At last, we can raise the drawbridge on the immigration problem, protect our borders and make a concerted attempt to create positive and selective migration to the UK and reduce it to the 20-30,000 numbers that were promised by David Cameron in the early stages of his coalition term, rather than the net 336,000 numbers that are presently the case. Let’s model ourselves on Australia and not Europe in this respect. It should be, after all, our decision and we should use this power wisely since we are getting close to full employment and positive migration could be a good thing to keep down wage inflation.
The net £ 7.5 billion that we are spending each year on EEC membership will now be reinvested in a Brexit vote on the infrastructure of the UK instead of being poured into the ‘black hole’ of Europe, never to be seen again.
Greece and Turkey have been rivals for the last two centuries at least and look at them today. The membership of the EEC and the Euro has cost Greece 25% or more of its Economy with the burden of circa 50% unemployment, whilst Turkey has thrived by being outside of Europe with an annual growth of circa 7% and an unemployment rate of 10%, versus the youth unemployment rate across Europe of 50%. Since Europe needs Turkey’s assistance with the migrant problem, they have been conspicuously quiet recently as Mr. Erdogan tightens his grip on the Independent Press as his country morphs into an ‘Authoritarian State’.
Sadly, despite Mr. Cameron’s laudable attempts to keep us in Europe, he has been thwarted by the Europeans and their reluctance to give him some meaningful concessions with which to empower his ‘staying-in’ campaign and they have only themselves to blame if the Referendum result goes ‘pear-shaped.’ Despite the dismissive comments by the PM and Boris Johnson, in respect of a second referendum, after the shock of Brexit and during the discussions about trade agreements, don’t think that the conversation of a second Referendum will not be brought up.

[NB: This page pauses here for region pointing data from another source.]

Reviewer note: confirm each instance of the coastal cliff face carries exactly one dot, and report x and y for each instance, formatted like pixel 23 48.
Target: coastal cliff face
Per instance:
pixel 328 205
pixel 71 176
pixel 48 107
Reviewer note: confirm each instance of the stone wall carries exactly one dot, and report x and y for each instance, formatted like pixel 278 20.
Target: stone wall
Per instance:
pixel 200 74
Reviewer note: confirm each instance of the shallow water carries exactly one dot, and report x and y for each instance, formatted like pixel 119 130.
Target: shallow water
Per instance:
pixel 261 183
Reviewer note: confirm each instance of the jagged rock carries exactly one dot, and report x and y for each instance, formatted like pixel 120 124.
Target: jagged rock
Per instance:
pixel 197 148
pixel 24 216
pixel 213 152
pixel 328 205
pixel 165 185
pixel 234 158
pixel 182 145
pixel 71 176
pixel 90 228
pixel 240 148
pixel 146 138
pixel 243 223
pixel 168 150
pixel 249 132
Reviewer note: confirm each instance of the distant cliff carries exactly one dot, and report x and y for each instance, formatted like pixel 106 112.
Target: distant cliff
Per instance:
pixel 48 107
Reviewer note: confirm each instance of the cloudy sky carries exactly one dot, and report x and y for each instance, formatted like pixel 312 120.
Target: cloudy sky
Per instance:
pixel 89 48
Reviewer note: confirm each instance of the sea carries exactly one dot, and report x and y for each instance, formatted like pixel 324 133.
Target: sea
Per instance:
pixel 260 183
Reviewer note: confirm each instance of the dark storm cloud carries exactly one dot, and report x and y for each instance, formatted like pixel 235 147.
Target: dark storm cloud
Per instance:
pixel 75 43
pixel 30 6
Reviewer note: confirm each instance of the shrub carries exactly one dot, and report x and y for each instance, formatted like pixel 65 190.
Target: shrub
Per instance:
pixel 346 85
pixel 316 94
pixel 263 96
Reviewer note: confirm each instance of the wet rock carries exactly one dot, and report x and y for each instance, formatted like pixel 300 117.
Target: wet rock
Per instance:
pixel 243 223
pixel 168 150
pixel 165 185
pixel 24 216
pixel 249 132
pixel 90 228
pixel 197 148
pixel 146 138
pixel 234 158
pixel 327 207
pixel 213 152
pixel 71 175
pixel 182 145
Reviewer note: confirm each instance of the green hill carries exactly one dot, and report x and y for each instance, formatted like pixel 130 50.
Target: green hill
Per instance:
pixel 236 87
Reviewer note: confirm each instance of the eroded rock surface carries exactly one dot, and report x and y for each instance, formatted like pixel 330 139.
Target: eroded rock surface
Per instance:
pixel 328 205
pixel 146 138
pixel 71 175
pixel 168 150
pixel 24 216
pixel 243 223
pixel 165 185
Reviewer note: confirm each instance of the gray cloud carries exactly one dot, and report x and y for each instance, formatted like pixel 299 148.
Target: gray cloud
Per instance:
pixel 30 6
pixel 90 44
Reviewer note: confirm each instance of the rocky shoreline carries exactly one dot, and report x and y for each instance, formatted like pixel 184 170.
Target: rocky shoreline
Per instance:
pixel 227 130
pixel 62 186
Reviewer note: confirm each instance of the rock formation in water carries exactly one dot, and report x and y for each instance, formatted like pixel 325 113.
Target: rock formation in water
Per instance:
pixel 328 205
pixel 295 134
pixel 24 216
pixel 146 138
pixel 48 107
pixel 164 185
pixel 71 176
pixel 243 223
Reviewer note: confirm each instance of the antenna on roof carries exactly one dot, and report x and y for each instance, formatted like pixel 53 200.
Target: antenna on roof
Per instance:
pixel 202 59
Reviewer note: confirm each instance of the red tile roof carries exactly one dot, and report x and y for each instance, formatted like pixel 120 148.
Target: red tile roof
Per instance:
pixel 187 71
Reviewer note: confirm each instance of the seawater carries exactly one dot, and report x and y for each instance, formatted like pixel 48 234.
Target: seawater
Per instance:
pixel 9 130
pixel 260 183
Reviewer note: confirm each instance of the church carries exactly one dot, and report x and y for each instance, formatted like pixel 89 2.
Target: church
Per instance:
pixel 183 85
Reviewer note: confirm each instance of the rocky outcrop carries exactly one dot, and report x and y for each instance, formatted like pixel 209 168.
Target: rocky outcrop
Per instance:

Where are the Referendums of the other European countries, apart from Ireland? With the amount of ceding of sovereign powers that is involved in Europe today and all the more so with a Federal Europe, surely the ‘wider public’ of the EU, is entitled to their say? We know the answer, don’t we? Europe is a ‘top down’ revolution, where the unelected and unaccountable Bureaucrats decide the fate of the 500million population who will never be consulted Democratically, for fear of provoking the wrong result.
Doomsters said, at the time, that failure to join the Euro would make us ‘far worse off’ and we would be left as ‘Little Englanders’ with a tiny, irrelevant currency in World terms. How wrong were they? Remaining ‘Out’ was the best decision we ever have made and once again sanity should prevail in this Referendum when I hope the ‘Great British Public’ will at last ‘grasp the nettle’ by leaving the Euro quagmire to the Europhiles.
Thank goodness our Economy is closer to the American model than that of Europe, as such, we have 50% of the European average unemployment rate and our economy is growing at double the speed.
We proudly stood defiant against the most fearsome and oppressive regime in World War II, despite being totally under resourced and we were victorious as a result.
We think, behave and govern ourselves differently to that of Europe and we should have greater belief in our own ability, since no one will protect our future and control our own destiny better than ourselves. The only way we can do this is by staying out.